For convenience sake I chiefly tried small seeds, without the capsule or
fruit; and as all of these sank in a few days, they could not be floated
across wide spaces of the sea, whether or not they were injured by the
salt-water. Afterwards I tried some larger fruits, capsules, &c., and some
of these floated for a long time. It is well known what a difference there
is in the buoyancy of green and seasoned timber; and it occurred to me that
floods might wash down plants or branches, and that these might be dried on
the banks, and then by a fresh rise in the stream be washed into the sea.
Hence I was led to dry stems and branches of 94 plants with ripe fruit, and
to place them on sea water. The majority sank quickly, but some which
whilst green floated for a very short time, when dried floated much longer;
for instance, ripe hazel-nuts sank immediately, but when dried, they
floated for 90 days and afterwards when planted they germinated; an
asparagus plant with ripe berries floated for 23 days, when dried it
floated for 85 days, and the seeds afterwards germinated: the ripe seeds
of Helosciadium sank in two days, when dried they floated for above 90
days, and afterwards germinated.

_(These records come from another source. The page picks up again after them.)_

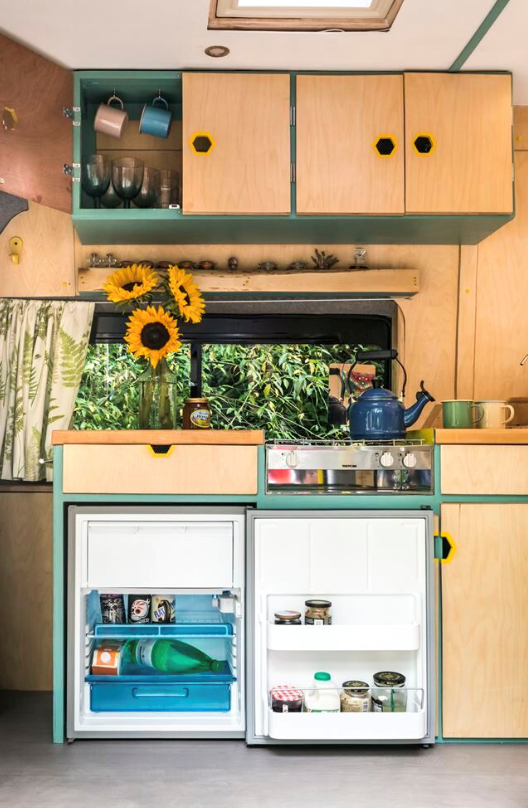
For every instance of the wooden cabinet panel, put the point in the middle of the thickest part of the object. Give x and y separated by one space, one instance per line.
485 622
484 470
469 116
26 586
248 169
33 153
339 121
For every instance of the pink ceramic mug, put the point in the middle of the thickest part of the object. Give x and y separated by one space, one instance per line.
111 120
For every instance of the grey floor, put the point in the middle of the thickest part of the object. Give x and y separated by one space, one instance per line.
226 774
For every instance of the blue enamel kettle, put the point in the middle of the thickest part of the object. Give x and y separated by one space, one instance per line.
378 414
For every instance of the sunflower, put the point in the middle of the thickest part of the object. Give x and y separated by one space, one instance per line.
152 334
130 283
187 296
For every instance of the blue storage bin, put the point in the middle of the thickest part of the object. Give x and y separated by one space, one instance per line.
159 696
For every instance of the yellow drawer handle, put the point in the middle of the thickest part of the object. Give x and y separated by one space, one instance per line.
445 547
385 146
424 144
161 450
202 143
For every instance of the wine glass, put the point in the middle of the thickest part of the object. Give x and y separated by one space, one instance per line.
149 191
127 177
96 175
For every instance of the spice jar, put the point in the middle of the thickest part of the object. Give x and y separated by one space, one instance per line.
355 698
286 699
318 613
287 618
389 695
196 414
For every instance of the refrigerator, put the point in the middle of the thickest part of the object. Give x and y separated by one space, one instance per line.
228 570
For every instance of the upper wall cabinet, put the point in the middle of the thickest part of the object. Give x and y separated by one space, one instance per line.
458 143
35 137
350 155
236 143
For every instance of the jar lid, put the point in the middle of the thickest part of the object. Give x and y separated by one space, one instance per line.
389 679
288 615
356 687
286 693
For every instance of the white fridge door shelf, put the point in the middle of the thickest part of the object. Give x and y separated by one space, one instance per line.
360 637
348 726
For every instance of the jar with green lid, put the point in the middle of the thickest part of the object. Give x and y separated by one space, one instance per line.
318 613
389 695
355 698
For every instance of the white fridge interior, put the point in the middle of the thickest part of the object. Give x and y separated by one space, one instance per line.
376 569
199 558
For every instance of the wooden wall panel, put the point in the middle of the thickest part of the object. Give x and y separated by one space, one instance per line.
26 587
47 265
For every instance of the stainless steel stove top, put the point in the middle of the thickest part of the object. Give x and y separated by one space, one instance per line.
344 466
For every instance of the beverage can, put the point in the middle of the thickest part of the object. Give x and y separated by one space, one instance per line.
112 608
163 609
139 608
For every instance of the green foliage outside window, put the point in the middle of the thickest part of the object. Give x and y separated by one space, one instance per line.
280 388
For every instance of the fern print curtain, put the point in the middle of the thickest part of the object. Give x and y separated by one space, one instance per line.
43 348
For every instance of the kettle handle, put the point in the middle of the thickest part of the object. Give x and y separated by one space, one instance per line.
424 392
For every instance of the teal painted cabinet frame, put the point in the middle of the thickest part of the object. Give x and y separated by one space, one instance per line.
261 501
156 226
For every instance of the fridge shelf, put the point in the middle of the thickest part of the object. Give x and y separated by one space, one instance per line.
350 637
348 726
189 631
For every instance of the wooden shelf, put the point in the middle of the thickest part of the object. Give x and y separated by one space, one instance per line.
160 437
386 282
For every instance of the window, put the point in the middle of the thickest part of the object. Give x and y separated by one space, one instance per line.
303 15
258 372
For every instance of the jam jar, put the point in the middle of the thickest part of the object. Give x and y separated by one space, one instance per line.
287 618
389 695
355 698
286 699
196 414
318 613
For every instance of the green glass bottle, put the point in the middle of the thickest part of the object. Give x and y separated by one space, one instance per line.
170 656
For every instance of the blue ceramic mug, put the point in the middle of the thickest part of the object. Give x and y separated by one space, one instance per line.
156 118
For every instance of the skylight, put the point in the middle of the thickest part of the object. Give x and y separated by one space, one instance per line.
303 15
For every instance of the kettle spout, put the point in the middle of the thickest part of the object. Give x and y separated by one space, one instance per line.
412 414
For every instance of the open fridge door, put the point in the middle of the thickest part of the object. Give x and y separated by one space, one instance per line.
376 569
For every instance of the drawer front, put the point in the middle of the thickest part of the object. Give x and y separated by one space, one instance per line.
135 469
156 555
485 470
136 697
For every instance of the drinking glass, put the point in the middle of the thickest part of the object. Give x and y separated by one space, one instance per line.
148 194
96 175
127 177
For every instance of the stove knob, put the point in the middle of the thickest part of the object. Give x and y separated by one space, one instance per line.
386 460
410 460
292 460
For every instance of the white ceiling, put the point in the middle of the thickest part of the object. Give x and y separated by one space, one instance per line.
427 34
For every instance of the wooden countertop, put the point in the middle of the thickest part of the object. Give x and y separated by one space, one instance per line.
160 437
506 437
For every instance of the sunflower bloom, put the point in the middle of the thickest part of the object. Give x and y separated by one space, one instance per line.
186 294
130 283
152 334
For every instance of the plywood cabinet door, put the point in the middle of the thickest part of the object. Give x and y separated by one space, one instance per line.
35 137
350 156
236 143
458 143
485 621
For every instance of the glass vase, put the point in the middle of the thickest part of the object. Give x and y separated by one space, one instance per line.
157 397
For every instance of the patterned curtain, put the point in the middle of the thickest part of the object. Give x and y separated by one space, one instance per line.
43 348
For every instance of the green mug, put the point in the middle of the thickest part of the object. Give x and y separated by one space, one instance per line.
459 414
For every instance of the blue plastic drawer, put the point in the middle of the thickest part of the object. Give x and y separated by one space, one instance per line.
139 696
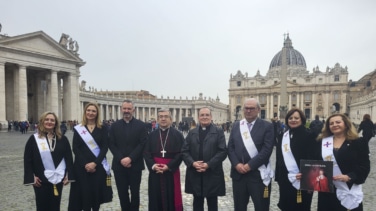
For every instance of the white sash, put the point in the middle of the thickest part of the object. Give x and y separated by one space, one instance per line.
350 198
289 159
266 172
54 175
93 146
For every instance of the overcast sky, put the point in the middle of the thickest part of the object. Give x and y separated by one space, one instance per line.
183 48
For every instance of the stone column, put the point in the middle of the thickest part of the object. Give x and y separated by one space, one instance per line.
71 97
60 101
174 115
180 113
3 120
101 110
107 117
298 99
149 113
313 106
54 94
143 114
20 97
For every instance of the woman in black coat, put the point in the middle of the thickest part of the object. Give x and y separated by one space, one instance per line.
339 142
48 163
93 184
367 128
295 144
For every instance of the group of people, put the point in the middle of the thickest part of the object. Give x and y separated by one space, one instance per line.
49 162
338 142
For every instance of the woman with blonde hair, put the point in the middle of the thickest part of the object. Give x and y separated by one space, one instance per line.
48 163
339 142
93 178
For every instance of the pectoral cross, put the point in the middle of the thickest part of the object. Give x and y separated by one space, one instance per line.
163 152
245 134
43 146
285 147
328 158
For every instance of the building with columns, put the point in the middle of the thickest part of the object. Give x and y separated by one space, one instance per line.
38 74
147 105
315 93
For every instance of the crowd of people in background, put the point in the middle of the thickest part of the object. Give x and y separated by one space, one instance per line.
164 145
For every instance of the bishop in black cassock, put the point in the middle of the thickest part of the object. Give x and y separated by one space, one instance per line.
163 158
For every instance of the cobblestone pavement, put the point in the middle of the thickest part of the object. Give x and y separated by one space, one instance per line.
16 196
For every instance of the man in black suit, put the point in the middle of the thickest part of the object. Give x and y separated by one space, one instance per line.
127 140
249 149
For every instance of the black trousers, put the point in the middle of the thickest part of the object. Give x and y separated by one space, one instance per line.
198 203
126 179
45 198
250 185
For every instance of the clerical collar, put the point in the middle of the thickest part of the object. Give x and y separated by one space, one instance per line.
204 127
164 129
126 121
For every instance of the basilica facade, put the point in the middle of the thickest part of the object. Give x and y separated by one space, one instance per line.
316 92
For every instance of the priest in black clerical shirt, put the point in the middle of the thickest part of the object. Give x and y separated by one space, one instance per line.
203 151
162 156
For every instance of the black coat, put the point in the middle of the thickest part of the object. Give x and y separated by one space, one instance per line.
128 140
367 129
303 145
263 136
90 189
33 164
353 160
214 153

Altogether out of the 94 dried plants, 18
floated for above 28 days, and some of the 18 floated for a very much
longer period. So that as 64/87 seeds germinated after an immersion of 28
days; and as 18/94 plants with ripe fruit (but not all the same species as
in the foregoing experiment) floated, after being dried, for above 28 days,
as far as we may infer anything from these scanty facts, we may conclude
that the seeds of 14/100 plants of any country might be floated by
sea-currents during 28 days, and would retain their power of germination.

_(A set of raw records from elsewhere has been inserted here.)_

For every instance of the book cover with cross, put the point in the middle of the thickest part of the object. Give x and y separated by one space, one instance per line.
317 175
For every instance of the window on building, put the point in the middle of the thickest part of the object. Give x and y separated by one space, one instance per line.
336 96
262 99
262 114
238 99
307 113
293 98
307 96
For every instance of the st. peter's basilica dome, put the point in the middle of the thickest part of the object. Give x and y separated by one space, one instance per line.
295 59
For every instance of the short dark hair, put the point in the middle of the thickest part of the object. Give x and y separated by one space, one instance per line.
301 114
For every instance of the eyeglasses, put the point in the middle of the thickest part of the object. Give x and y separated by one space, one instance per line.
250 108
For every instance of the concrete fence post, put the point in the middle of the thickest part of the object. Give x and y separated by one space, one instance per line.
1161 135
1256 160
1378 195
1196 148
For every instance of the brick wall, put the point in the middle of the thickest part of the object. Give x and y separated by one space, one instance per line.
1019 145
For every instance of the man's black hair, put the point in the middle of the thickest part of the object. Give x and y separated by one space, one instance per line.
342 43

In Johnston's Physical Atlas, the average rate of the several Atlantic
currents is 33 miles per diem (some currents running at the rate of 60
miles per diem); on this average, the seeds of 14/100 plants belonging to
one country might be floated across 924 miles of sea to another country;
and when stranded, if blown to a favourable spot by an inland gale, they
would germinate.
Subsequently to my experiments, M. Martens tried similar ones, but in a
much better manner, for he placed the seeds in a box in the actual sea, so
that they were alternately wet and exposed to the air like really floating
plants. He tried 98 seeds, mostly different from mine; but he chose many
large fruits and likewise seeds from plants which live near the sea; and
this would have favoured the average length of their flotation and of their
resistance to the injurious action of the salt-water. On the other hand he
did not previously dry the plants or branches with the fruit; and this, as
we have seen, would have caused some of them to have floated much longer.
The result was that 18/98 of his seeds floated for 42 days, and were then
capable of germination. But I do not doubt that plants exposed to the
waves would float for a less time than those protected from violent
movement as in our experiments. Therefore it would perhaps be safer to
assume that the seeds of about 10/100 plants of a flora, after having been
dried, could be floated across a space of sea 900 miles in width, and would
then germinate. The fact of the larger fruits often floating longer than
the small, is interesting; as plants with large seeds or fruit could hardly
be transported by any other means; and Alph. de Candolle has shown that
such plants generally have restricted ranges.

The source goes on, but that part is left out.